Price of the ProSports Sponsors ETF (FANZ) vs S&P 500 from July 2017 to July 2018.
Price of the ProSports Sponsors ETF (FANZ) vs S&P 500 from July 2017 to July 2018.

Of course, there’s one giant caveat to the success of the fund: How much of the rise in share price of these companies can really be credited to their sports partnerships? Very little, many investors would say.

But Fullerton makes the case that the exposure these brands get from their sports sponsorships, and the positive sentiment that generates for them among sports fans, shouldn’t be waved off. “When these brands are supporting their sport of choice, [sports fans] tend to gravitate towards those brands,” he says.

He cites Microsoft as an example: its Surface tablet is the official tablet of the NFL. “After a team goes out on downs, everyone sees the quarterback holding a tablet, and it’s a Surface tablet by Microsoft,” says Fullerton. “That has been so successful for them that Apple said, ‘We want in on that.'” (In 2016, Apple made a deal with Major League Baseball to put iPad Pros in every dugout.)

Fullerton also makes the case that the health of sponsor stocks is a reminder that for all the talk about the NFL’s decline, football “is still the biggest game in town. If you look at the fan, they’re still watching the NFL and other leagues on other devices. It might not be television, but they’re still catching snippets. And they see those sponsors.”

Of course, being a sports sponsor puts a brand at risk, at any moment, of some kind of scandal associated with a league, team, or individual player. And for the brands associated with the NFL, in 2018 there’s the particular risk of political controversy. As Brian Cristiano of ad agency Bold Worldwide tells Yahoo Finance, “Brands are nervous behind the scenes” right now amidst the declining ratings and political turmoil the league faces.

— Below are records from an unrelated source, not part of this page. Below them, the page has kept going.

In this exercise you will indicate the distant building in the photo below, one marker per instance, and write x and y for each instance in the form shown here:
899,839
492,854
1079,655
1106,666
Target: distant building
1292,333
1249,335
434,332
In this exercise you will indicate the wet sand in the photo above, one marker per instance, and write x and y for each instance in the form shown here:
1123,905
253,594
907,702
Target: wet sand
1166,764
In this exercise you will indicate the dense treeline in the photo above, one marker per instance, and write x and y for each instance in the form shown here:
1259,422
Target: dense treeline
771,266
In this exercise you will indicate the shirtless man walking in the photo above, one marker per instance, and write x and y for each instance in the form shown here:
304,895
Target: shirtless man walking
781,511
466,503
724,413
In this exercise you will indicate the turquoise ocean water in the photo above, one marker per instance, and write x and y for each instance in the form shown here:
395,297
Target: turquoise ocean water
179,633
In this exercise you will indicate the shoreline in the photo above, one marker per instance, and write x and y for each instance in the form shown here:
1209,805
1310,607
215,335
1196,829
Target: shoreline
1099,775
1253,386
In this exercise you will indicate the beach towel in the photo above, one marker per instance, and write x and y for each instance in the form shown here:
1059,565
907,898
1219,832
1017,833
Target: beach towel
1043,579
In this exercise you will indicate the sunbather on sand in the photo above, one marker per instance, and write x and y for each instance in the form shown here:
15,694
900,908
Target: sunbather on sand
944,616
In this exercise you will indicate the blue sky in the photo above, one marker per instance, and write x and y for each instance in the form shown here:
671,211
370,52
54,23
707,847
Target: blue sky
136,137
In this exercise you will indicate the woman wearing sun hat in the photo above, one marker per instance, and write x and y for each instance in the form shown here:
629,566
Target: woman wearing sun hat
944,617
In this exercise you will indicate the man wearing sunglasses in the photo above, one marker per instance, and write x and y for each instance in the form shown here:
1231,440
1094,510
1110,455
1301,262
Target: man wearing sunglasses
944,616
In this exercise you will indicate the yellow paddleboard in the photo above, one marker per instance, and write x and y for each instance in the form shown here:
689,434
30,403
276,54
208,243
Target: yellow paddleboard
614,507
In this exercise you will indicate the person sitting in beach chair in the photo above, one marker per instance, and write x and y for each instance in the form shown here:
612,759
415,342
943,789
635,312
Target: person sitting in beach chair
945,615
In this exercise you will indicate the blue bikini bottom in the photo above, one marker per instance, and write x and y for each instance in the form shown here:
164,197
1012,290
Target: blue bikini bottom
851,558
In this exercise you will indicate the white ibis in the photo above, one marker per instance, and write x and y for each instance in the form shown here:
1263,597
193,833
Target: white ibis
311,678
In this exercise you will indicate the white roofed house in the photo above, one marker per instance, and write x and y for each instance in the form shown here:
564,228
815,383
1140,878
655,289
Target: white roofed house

But Fullerton says sponsors will continue to thrive. “When you look at a Nike or Budweiser, or Gatorade, brands that rely so much on sports for their revenue streams, I think there can be some risk associated,” he says. “But there are always going to be sports fans out there, and there are always going to be people watching sports and passionate about it, and I think the brands associated will always ride that wave, regardless of scandals.”